With uBlock on a website and cosmetic filtering it’s easier to rid these ads but not so with apps on android.
I don’t suspect Blokada in the future will allow filtering per app, although that might even require root to some extent.

Cheers

Well
Blokada would need https filtering for that but we’ve opted against it.
Here’s why it’s too risky

The issue is not the certs or security per say. It is the overhead involved to parse all the traffic to and from the device. The blog is missing a key point in digital certs. The public keys are already stored on each phone. There is no need for Blokada itself to maintain a set of keys. Although I’m not certain on a non rooted device if the chain of trust would allow access, not sure why it would not as the browser FF for example doesn’t maintain its own set. Utilizing public keys in what is already there in the phones key store, it would be no different than how a browser plugin like uBlock filters https traffic. Circling back to my main point, the amount of overhead could easily eat up the phone battery so there is a fine balancing act.

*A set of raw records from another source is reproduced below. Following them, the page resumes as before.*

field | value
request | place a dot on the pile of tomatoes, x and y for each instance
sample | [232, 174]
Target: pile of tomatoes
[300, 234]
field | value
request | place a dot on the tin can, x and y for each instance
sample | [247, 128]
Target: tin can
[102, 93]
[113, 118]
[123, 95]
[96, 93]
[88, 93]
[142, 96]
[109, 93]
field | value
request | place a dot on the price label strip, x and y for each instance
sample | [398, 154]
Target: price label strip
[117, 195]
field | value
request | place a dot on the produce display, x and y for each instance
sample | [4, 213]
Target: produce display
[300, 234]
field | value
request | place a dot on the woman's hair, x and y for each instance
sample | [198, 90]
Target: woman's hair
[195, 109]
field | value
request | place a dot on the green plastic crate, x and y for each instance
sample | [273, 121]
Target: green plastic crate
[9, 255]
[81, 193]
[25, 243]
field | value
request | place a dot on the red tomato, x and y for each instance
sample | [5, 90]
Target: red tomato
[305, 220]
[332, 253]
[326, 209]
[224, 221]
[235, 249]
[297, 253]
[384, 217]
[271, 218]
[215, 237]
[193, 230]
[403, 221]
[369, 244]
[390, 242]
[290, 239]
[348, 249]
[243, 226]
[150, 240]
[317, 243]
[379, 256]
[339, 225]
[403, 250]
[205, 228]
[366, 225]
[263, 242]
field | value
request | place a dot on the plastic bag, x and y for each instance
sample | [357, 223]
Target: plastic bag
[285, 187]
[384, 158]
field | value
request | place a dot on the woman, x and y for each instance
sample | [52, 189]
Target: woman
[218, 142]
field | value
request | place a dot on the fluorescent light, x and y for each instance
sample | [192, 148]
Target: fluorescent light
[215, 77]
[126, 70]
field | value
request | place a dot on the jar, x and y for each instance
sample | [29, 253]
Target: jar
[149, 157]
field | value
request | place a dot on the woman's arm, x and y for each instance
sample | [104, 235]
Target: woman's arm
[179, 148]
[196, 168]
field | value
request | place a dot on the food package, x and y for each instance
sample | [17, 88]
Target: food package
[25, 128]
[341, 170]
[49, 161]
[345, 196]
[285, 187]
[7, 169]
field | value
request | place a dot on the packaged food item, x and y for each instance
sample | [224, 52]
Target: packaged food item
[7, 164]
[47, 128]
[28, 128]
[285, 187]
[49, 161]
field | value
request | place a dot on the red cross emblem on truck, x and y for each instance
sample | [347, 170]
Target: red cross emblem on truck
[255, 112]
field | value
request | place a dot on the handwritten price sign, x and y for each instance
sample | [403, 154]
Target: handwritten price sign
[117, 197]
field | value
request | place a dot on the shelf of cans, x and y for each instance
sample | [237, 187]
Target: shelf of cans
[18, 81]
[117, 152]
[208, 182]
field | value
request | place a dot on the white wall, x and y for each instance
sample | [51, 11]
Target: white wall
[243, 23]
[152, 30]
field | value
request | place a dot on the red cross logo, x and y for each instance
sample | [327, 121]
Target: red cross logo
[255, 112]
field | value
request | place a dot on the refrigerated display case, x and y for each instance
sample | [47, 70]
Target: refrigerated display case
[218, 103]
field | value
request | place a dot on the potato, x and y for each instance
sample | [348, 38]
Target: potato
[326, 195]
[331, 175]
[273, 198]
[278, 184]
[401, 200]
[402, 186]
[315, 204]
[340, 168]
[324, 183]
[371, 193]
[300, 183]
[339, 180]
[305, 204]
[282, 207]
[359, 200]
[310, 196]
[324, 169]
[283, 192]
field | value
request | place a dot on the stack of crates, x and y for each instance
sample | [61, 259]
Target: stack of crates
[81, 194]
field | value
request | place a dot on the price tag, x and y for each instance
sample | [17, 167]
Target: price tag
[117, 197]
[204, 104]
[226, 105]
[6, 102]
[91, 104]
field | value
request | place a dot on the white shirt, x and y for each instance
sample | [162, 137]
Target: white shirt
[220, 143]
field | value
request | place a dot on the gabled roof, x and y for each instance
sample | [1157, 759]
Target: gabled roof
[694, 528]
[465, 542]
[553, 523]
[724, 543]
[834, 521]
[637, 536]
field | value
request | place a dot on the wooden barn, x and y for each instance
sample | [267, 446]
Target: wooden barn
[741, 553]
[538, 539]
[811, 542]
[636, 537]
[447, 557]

I don’t think https filtering is being considered properly reading the blog, different implementation renders the concern in the blog moot unless Blokada does not have access to the phones key store?

Cheers

Blokada is meant for devices without root and is meant to have a minimum impact on the system itself

I don’t believe it requires root to access system key store. Just pointing out there is a way to implement which contradicts the “blog” argument for https filtering which is not entirely accurate.

In the end the tradeoff is between battery resources and footprint to remove these DNS ads.